France_Ave_7200_7250_ows_154411328980089.jpgAccording to his lecture at the December 4th meeting, Councilman Kevin Staunton of Edina is really sure that Edinians have been too successful in life. So successful in fact, that they are morally obligated to part with some unknown portion of that success, to be decided by their betters on the Council of course, to finance “Affordable Housing” to benefit “The Poor”.

In fact, he is so certain of his virtuous instincts, when it comes to dispensing the product of other peoples’ labors, that if you don’t whole heartedly agree with him, he’d be perfectly fine just taking it from you by force and dispensing it according to his own enlightened sensibilities.

But wait a second here! Who exactly are “The Poor”? Are they really the downtrodden and destitute victims of an unfairly ravenous and greed-driven free enterprise system that the Socialist stereotypes would have us believe? Or might a closer look reveal some other facts that the likes of Councilman Staunton would just as soon nobody talk about.
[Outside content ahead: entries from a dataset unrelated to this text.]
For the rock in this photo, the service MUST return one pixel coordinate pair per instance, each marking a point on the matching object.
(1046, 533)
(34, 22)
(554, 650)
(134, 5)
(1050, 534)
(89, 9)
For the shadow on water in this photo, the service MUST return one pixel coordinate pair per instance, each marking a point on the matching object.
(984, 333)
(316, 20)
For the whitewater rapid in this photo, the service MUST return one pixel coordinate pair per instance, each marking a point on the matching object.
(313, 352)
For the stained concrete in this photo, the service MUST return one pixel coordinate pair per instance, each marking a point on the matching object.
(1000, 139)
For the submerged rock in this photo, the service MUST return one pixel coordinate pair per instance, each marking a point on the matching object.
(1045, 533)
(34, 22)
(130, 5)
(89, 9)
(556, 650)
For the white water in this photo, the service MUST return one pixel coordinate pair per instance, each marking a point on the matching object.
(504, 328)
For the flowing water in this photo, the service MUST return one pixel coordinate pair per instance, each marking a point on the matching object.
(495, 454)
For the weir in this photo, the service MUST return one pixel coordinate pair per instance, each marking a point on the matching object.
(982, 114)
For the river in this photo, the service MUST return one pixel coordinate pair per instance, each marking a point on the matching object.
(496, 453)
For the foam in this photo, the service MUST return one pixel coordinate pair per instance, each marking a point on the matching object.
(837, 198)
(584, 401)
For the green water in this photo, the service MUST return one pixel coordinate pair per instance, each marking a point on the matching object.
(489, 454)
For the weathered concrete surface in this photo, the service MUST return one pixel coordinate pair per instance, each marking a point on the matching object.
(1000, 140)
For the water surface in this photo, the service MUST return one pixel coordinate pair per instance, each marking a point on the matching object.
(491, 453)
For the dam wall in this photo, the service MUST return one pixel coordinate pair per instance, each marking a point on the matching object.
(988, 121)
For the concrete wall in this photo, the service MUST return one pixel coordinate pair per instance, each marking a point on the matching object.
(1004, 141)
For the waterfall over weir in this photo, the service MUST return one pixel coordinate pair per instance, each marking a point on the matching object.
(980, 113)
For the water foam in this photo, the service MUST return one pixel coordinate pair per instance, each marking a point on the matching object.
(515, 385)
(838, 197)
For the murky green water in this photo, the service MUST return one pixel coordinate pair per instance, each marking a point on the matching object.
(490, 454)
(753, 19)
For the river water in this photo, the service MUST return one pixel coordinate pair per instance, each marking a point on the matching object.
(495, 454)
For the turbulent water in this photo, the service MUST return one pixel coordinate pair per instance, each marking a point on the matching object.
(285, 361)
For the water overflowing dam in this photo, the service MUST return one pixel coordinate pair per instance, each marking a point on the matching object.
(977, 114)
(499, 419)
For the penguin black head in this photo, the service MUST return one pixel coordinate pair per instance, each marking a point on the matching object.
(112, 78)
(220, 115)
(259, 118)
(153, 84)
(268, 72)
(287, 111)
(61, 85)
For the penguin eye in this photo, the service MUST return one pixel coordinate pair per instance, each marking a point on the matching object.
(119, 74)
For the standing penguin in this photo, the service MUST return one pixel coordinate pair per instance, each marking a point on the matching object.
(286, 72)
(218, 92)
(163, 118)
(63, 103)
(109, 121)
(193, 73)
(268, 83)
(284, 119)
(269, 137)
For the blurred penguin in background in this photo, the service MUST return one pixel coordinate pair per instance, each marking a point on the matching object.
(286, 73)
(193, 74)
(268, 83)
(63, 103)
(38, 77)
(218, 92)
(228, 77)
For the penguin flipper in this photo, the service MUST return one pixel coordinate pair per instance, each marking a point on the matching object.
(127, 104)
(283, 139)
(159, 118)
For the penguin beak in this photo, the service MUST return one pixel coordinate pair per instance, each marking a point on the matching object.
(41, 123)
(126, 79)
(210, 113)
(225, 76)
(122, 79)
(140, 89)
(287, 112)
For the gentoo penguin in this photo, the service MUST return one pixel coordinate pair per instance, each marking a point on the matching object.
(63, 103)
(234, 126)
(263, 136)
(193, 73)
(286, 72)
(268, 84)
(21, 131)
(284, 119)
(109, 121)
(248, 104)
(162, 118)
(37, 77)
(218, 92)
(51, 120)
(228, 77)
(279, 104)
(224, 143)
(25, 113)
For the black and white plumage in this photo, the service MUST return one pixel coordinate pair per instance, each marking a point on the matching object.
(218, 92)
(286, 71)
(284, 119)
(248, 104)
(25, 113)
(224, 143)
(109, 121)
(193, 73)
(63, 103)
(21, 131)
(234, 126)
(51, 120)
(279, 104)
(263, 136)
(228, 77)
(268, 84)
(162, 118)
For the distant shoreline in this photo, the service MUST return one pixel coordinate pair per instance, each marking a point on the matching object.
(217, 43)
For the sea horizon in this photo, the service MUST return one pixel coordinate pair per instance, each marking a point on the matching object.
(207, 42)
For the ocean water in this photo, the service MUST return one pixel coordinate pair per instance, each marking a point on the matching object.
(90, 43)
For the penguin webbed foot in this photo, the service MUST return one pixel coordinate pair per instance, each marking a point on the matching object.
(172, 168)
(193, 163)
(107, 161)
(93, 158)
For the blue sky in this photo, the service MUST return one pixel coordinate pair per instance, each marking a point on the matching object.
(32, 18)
To this point, one of our neighbors from Edina, Dennis Withers, has done some serious digging among the facts of “Poverty in America”, and not surprisingly come up with some very interesting and stereotype-busting statistics that put an entirely different light on “The Poor” and the moral obligation that Councilman Staunton would like to inflict on his neighbors.

What’s the Truth About Poverty?

It’s frequently suggested, by politicians selling programs and supportive news reports, that America has made no progress at all in the ‘War on Poverty’ since the 1960s. Headlines claim “one in eight” Americans live in poverty. Has America’s welfare safety net failed? The truth is: It depends on how you define poverty.

The answer to this is very important in Minnesota, as politicians add to welfare programs and in Edina extensive development adds significantly to the Affordable Housing part of the welfare net. Again, the truth depends on how you define poverty. Do you define it by Household Income or by Household Consumption?

The U.S. Census measures poverty as it relates to the Annual Income of a theoretical family. An officially poor family of four has income of $25,000 or less. As recent as 2014, the Official Poverty Rate based on Annual Income was 14.8%. The rate has since declined to a still-high 12.3%, indicating the value of improved employment in the economy.

On a Household Consumption basis, however, a very different picture emerges. A recent report by the American Enterprise Institute (AEI) shows why the federal government’s poverty rates are deceptive. The federal poverty rates are measured related to income, not to consumption. Adjusting for what people consume, rather than what they earn, yields a very different poverty rate: An almost nonexistent 2.8%, according to the AEI report.

But how can that be? Our officially poor family of four does not pay taxes. Many get money through available welfare safety net programs like: the Earned Income Tax Credit and other income-support programs. Food stamps, housing support (including Affordable Housing) and other aid programs enable officially poor households to boost their incomes significantly.

Our family of four earning $25,000 is likely consuming as much as $60,000 a year in goods and services. When the very same households that the federal government considers to be poor are questioned, they report roughly $2.40 in spending for every $1.00 of income that the Census says they have.

Further yet, Heritage Foundation poverty analysts in a 2016 report noted that the average poor family in the U.S. live in larger homes than the average non-poor family in France, Germany or England. Moreover, nearly 85% of the poor homes in the U.S. have air conditioning, and nearly two-thirds have cable or satellite TV. Claims that the poor in the U.S. are in grinding poverty, like that in the developing world, are clearly false.

And as the decline in the poverty rate since 2014 has shown, the best anti-poverty program of all is a job.